Like most serious Android threats, Sturnus does not typically appear out of thin air in the official store with a big warning label. It is far more likely to creep in through side loaded APKs, fake update prompts, cracked apps from forums, malicious ads or links in emails and messaging apps that push you to install something quickly. Once installed with powerful permissions such as accessibility access or the ability to capture the screen, the trojan can hide its presence and go to work.
This is why the first line of defense is still boring but effective hygiene. Only install apps from Google Play or from another truly trusted source. If a friend sends you a mysterious file or a site tells you that you need a new video player, keyboard or banking helper app to continue, stop and ask whether that makes any sense. Keeping the option to install apps from unknown sources turned off closes one of the main doors that trojans use to get in.
It also pays to regularly review which apps have access to sensitive system features. Check your phone settings for apps that can control accessibility services, read notifications, draw over other apps or record the screen. If you see something you do not recognise, or a random tool that has far more privileges than it should, remove it immediately. Sturnus and similar malware families rely heavily on these powerful permissions to overlay login screens, watch what you type and silently approve actions.
Strong authentication remains another essential layer. Turn on two factor authentication for your banking apps and your Google account, using either hardware keys or an authenticator app where possible. A password on its own is brittle; if you accidentally feed it to a fake login screen, the attacker still needs the second step to break in. Combined with alerts from your bank about new devices or unusual transactions, 2FA can dramatically shrink the window in which criminals are able to operate.
None of this matters if your phone is months behind on security patches. System updates often look dull, but they quietly fix the holes that malware loves to exploit. Install Android updates and security patches as soon as they are available for your device. Enable Google Play Protect, keep your core apps updated and avoid tapping strange links in SMS messages, emails and random websites, no matter how urgent or tempting they sound. That single tap is often the first domino in a long and expensive chain of events.
For many Android users, news of yet another banking trojan can trigger an eye roll. It genuinely feels like there is a new virus headline every week, and some people are tired of hearing about it. That fatigue is understandable, but it is exactly what criminals are counting on. When you start to think malware stories are just background noise, you stop paying attention to the small red flags that would normally keep you safe.
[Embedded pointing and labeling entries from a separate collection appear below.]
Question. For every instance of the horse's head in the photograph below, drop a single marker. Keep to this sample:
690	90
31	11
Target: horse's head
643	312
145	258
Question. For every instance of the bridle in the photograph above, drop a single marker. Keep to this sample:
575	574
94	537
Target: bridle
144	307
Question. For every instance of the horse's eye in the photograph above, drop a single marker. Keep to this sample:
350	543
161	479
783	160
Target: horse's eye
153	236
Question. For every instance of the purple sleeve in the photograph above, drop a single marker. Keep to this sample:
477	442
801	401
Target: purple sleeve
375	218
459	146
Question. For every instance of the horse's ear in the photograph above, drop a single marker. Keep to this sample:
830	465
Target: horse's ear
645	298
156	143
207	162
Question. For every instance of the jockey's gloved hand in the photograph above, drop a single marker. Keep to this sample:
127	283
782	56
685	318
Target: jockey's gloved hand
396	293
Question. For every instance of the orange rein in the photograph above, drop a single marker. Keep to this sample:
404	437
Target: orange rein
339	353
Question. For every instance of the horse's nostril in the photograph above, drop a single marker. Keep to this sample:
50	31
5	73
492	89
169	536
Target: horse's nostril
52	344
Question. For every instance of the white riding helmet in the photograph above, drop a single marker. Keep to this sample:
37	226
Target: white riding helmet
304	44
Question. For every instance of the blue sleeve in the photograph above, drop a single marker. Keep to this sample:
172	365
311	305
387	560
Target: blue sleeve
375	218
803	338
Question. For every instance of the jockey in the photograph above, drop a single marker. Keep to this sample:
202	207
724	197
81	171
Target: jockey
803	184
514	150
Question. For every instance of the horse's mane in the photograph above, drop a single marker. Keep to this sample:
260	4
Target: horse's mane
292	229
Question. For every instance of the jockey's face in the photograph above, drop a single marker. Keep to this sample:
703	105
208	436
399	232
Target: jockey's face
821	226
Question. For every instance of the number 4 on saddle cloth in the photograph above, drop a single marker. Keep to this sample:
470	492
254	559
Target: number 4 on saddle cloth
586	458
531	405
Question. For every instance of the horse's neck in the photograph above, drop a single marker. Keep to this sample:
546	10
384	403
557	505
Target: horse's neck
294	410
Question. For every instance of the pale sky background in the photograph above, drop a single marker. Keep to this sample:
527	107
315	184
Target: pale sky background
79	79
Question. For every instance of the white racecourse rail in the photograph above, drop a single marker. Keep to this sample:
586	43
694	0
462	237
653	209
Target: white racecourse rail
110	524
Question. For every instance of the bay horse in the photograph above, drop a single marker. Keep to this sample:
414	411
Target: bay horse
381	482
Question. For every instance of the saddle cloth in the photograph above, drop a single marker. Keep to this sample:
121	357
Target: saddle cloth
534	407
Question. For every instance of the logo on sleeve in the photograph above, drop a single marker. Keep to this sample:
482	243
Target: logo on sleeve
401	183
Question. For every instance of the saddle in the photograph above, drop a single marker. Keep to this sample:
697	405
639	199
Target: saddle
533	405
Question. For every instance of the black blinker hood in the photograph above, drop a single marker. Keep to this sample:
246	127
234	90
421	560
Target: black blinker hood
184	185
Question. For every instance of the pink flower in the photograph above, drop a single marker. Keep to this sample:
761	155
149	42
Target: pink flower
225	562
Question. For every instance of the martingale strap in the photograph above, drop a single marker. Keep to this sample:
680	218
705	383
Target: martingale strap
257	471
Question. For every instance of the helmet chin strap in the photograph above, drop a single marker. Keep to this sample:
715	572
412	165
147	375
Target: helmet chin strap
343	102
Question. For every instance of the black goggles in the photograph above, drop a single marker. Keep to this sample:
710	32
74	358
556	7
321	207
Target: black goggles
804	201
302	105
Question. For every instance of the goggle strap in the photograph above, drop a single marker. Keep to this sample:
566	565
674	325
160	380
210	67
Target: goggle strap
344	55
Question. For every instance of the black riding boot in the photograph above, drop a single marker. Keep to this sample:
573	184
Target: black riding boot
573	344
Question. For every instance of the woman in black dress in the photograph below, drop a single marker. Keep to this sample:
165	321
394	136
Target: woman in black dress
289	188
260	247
The goal is not to live in fear of your own phone, but to treat it with the same basic caution you already use with your wallet or house keys.
In the end, Sturnus is a reminder of a simple truth about security: attackers go where the money and data are, and they adapt faster than platforms evolve. Encryption is not broken here; instead, criminals are targeting the point where humans and software meet, hijacking the screen and tricking users in moments of distraction. If you stick to official apps, keep your device updated, avoid mystery downloads and lock important accounts behind 2FA, you are already far outside the easiest target zone. Stay alert, tighten a few settings today, and you can go back to using your Android phone for what it was meant to do, not worrying about who might be watching over your shoulder.